Posted by Dark Knight Dramaturg on November 30, 2008

Last night, I thought the light snow was a fitting farewell to my Thanksgiving visit home to good ol’ St. Louis. I had appreciated the piles of browned leaves and the crispness to the autumn air. I was not going to get an autumn in San Francisco, and certainly not flurries.

I am less excited in hindsight: that light dusting, while not accumulating on the ground, blanketed my plane before its suggested 7:55am departure. This would not have been a big deal, but apparently it takes an hour to de-ice a plane. Somehow this is “nature’s fault” and thus the airline is not responsible for the additional costs associated with the missed connection that followed. If we had not agreed to fly into San Jose (an extra 30 miles, 2 hours, and 1 train ride south), we would currently be paying for the cheapest motel room Salt Lake City offers. Sorry, Delta, but blaming nature for the unnatural slowness of your de-icer, while planes from other airlines are zooming off behind us…it’s a bit of a stretch.

Another discovery: if your Delta ticket tells you your departure time is 11:00am (which was the departure time for our connection flight to San Francisco), it really means “the flight TAKES OFF at 11:00am.” You have to be there at least 10 minutes early (usually not a problem, I grant you). This was explained to us by the very nice lady who was left behind at the lonely desk like an elderly Eskimo to explain to us why the rest of our day was going to suck: “We always leave the gate 10 minutes before take off. This time we waited until 7 minutes before, but then we learned that your plane HAD LANDED we realized it was going to be more than 7 minutes.” Well, thanks, for waiting until we landed? That showed you at least tried? We to her station and the closed and bolted B06 Door, in fact, 8 minutes later. At 11:01, after our first flight had left an hour late because someone couldn’t figure out how to unkink a hose, this lovely lady was trying to sell us on Delta’s punctuality.

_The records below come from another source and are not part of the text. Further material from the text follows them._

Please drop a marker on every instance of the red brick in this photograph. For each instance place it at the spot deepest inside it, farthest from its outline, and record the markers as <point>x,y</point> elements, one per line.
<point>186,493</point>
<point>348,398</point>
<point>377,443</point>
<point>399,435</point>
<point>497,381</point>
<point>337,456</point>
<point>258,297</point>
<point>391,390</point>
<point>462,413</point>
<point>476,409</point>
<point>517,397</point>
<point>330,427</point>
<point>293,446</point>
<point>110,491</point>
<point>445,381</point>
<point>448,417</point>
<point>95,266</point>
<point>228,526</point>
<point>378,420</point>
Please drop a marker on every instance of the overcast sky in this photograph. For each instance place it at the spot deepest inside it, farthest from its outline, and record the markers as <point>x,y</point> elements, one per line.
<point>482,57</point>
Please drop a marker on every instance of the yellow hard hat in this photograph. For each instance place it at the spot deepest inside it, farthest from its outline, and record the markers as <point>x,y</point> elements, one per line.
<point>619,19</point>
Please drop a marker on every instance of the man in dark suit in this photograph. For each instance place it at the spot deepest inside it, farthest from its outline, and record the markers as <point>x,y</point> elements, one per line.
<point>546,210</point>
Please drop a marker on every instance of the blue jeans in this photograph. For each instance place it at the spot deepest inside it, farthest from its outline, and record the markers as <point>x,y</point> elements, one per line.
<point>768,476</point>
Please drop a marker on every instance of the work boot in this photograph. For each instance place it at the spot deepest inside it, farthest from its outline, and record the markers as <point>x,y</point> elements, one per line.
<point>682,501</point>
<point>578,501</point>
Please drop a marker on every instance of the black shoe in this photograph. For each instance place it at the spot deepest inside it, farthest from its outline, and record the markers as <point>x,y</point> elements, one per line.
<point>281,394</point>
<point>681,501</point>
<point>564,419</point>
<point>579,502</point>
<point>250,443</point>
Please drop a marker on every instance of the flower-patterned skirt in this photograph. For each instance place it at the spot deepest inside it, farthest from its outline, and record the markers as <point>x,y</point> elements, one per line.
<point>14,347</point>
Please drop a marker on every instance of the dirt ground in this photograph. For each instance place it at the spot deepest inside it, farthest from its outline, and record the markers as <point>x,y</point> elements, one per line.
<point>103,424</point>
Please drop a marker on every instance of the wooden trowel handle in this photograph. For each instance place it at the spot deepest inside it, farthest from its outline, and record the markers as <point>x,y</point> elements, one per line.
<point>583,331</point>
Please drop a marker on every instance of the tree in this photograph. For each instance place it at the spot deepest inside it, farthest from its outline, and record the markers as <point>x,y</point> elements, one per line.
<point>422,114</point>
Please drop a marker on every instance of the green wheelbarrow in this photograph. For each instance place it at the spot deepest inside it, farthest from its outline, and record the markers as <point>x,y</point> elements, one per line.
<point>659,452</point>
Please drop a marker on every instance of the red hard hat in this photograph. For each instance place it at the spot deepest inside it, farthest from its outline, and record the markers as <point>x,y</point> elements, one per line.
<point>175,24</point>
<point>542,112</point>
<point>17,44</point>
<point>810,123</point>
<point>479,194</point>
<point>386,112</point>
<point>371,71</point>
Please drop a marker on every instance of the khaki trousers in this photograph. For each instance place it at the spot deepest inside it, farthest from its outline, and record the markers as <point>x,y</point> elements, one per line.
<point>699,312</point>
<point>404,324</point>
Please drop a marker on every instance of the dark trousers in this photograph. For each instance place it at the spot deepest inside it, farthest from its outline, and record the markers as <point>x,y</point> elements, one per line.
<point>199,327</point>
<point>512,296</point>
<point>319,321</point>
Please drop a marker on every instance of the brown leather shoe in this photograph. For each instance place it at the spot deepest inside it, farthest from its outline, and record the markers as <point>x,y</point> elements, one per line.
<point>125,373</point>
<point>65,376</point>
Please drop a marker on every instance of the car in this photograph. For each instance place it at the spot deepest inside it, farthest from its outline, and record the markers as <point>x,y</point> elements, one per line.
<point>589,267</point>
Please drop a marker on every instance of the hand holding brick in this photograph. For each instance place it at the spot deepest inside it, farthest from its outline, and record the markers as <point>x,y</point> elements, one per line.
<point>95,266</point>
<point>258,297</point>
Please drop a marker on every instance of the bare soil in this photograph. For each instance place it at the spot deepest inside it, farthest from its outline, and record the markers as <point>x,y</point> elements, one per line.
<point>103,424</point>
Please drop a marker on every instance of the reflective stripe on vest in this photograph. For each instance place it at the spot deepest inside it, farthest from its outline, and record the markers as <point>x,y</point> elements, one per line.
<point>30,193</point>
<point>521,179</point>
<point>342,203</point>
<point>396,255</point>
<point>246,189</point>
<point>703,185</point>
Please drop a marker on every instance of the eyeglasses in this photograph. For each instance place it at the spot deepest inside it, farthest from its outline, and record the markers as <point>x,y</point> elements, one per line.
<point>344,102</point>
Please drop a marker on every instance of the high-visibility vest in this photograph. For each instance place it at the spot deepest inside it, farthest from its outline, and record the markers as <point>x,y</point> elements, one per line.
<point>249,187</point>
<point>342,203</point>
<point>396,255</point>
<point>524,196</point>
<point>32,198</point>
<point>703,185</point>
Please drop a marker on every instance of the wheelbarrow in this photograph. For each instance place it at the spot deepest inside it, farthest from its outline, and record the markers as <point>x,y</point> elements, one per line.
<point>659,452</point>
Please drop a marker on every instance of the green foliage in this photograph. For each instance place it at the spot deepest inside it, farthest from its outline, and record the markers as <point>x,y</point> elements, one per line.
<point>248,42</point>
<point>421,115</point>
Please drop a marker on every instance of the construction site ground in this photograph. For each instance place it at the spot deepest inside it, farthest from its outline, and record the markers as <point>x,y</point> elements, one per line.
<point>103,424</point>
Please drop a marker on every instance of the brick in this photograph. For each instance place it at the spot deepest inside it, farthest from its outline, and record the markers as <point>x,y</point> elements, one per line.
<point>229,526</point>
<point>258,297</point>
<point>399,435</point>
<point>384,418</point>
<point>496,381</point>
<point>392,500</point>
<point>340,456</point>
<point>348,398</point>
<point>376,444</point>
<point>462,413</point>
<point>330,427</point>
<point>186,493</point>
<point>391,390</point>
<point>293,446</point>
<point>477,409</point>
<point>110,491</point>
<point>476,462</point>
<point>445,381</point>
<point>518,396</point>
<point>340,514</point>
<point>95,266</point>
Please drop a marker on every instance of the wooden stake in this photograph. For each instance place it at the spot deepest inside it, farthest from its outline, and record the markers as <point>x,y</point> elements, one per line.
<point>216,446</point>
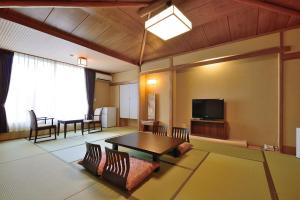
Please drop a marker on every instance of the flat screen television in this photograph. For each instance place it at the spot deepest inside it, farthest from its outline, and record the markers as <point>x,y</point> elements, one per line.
<point>212,109</point>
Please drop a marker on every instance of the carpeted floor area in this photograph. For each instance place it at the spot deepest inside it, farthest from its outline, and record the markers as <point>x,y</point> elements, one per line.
<point>49,170</point>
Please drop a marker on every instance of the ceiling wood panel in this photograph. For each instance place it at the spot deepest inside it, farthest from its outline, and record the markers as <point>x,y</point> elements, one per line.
<point>238,27</point>
<point>217,32</point>
<point>66,19</point>
<point>39,14</point>
<point>91,28</point>
<point>293,21</point>
<point>121,28</point>
<point>270,21</point>
<point>196,38</point>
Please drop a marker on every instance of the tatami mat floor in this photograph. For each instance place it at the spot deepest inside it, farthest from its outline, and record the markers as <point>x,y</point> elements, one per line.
<point>49,170</point>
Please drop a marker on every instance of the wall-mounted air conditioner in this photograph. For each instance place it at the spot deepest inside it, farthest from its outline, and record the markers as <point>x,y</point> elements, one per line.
<point>105,77</point>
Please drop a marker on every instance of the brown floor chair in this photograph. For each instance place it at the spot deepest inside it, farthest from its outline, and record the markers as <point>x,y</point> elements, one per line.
<point>184,134</point>
<point>117,167</point>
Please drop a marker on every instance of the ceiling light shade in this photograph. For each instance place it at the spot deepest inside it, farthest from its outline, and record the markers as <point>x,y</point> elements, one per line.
<point>82,61</point>
<point>151,82</point>
<point>168,24</point>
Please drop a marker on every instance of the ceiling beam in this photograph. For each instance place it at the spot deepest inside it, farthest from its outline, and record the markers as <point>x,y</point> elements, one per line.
<point>271,7</point>
<point>152,7</point>
<point>71,4</point>
<point>18,18</point>
<point>252,54</point>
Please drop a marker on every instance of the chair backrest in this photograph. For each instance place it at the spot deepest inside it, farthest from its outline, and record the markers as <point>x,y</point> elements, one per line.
<point>181,133</point>
<point>92,157</point>
<point>160,130</point>
<point>33,121</point>
<point>97,114</point>
<point>116,168</point>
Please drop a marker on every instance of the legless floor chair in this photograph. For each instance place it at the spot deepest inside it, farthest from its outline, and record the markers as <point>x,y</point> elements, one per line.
<point>118,168</point>
<point>36,127</point>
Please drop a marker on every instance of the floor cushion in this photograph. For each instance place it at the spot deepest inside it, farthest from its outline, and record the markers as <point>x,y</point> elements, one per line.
<point>184,147</point>
<point>139,170</point>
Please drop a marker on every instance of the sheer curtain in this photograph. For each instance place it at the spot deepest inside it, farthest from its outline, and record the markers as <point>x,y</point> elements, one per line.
<point>48,87</point>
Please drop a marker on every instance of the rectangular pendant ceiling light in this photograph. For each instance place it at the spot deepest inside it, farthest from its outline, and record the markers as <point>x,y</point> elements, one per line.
<point>168,24</point>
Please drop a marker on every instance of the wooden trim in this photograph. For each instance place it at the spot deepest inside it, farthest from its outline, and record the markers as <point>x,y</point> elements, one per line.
<point>235,57</point>
<point>269,178</point>
<point>143,44</point>
<point>271,7</point>
<point>16,17</point>
<point>291,56</point>
<point>171,91</point>
<point>224,43</point>
<point>123,83</point>
<point>289,150</point>
<point>156,71</point>
<point>280,93</point>
<point>71,4</point>
<point>101,72</point>
<point>152,7</point>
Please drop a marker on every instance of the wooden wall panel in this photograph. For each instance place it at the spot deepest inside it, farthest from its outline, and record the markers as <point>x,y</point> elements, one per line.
<point>91,28</point>
<point>217,32</point>
<point>39,14</point>
<point>66,19</point>
<point>238,27</point>
<point>270,21</point>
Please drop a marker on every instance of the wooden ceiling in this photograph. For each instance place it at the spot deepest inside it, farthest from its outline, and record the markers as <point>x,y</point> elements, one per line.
<point>121,29</point>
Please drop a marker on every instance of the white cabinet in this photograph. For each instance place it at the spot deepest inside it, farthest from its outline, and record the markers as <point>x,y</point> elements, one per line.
<point>129,101</point>
<point>109,117</point>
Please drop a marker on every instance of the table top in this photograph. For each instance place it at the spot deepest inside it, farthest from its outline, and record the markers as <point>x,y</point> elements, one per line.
<point>146,142</point>
<point>69,120</point>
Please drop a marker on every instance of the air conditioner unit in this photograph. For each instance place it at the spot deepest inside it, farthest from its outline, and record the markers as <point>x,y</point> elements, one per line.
<point>105,77</point>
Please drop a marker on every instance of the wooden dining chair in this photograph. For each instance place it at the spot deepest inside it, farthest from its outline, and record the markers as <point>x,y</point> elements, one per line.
<point>184,134</point>
<point>92,158</point>
<point>94,119</point>
<point>36,127</point>
<point>160,130</point>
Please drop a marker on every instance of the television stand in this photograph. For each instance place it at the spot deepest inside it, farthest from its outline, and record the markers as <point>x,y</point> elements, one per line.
<point>209,128</point>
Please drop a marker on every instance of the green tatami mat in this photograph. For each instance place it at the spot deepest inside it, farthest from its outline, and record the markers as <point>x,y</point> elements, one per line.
<point>227,178</point>
<point>62,143</point>
<point>100,190</point>
<point>190,160</point>
<point>285,172</point>
<point>163,184</point>
<point>227,149</point>
<point>16,149</point>
<point>40,177</point>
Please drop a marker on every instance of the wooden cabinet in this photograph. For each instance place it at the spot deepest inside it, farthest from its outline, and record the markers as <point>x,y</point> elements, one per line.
<point>129,101</point>
<point>209,128</point>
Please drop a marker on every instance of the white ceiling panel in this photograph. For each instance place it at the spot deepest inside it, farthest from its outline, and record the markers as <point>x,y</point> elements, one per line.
<point>19,38</point>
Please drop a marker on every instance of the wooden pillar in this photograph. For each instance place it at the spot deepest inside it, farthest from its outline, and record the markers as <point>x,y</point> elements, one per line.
<point>280,92</point>
<point>171,78</point>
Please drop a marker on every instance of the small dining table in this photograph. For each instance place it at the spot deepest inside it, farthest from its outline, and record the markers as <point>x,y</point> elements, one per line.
<point>65,122</point>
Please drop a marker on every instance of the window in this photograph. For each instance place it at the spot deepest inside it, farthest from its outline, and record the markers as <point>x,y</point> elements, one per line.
<point>50,88</point>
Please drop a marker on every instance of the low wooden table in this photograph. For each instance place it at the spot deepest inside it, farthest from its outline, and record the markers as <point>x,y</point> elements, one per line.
<point>66,122</point>
<point>145,142</point>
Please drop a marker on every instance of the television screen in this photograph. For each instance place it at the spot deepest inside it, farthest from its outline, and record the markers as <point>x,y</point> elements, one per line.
<point>208,108</point>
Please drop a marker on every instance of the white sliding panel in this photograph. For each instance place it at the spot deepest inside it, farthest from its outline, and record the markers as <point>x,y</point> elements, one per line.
<point>133,105</point>
<point>124,101</point>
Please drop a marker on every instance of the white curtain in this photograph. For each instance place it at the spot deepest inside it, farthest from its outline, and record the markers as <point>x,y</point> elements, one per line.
<point>50,88</point>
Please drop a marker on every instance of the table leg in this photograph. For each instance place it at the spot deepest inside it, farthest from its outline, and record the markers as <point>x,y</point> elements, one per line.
<point>58,128</point>
<point>115,147</point>
<point>155,158</point>
<point>65,130</point>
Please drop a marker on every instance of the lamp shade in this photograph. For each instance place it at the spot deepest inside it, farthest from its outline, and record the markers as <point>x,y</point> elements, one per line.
<point>169,23</point>
<point>82,61</point>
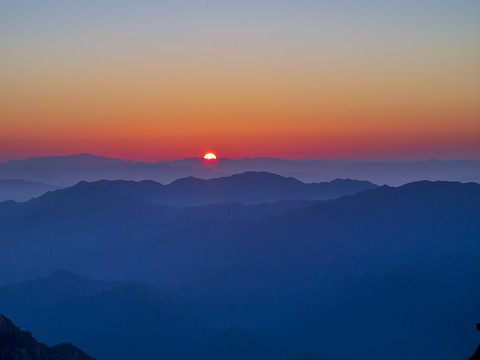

Our flight to San Jose had a departure time of 1:40. We began boarding at 1:15. Everyone was on by 1:30. Nobody was rushing from a connecting flight. Did we pull away like the Delta handbook instructs we MUST? Nope. We left the gate 4 minutes after we were apparently supposed to be in the air.

I don’t deny this was undoubtedly a busy day, but I don’t care. Liars piss me off. Especially when I give them 600 bucks to get me places on time.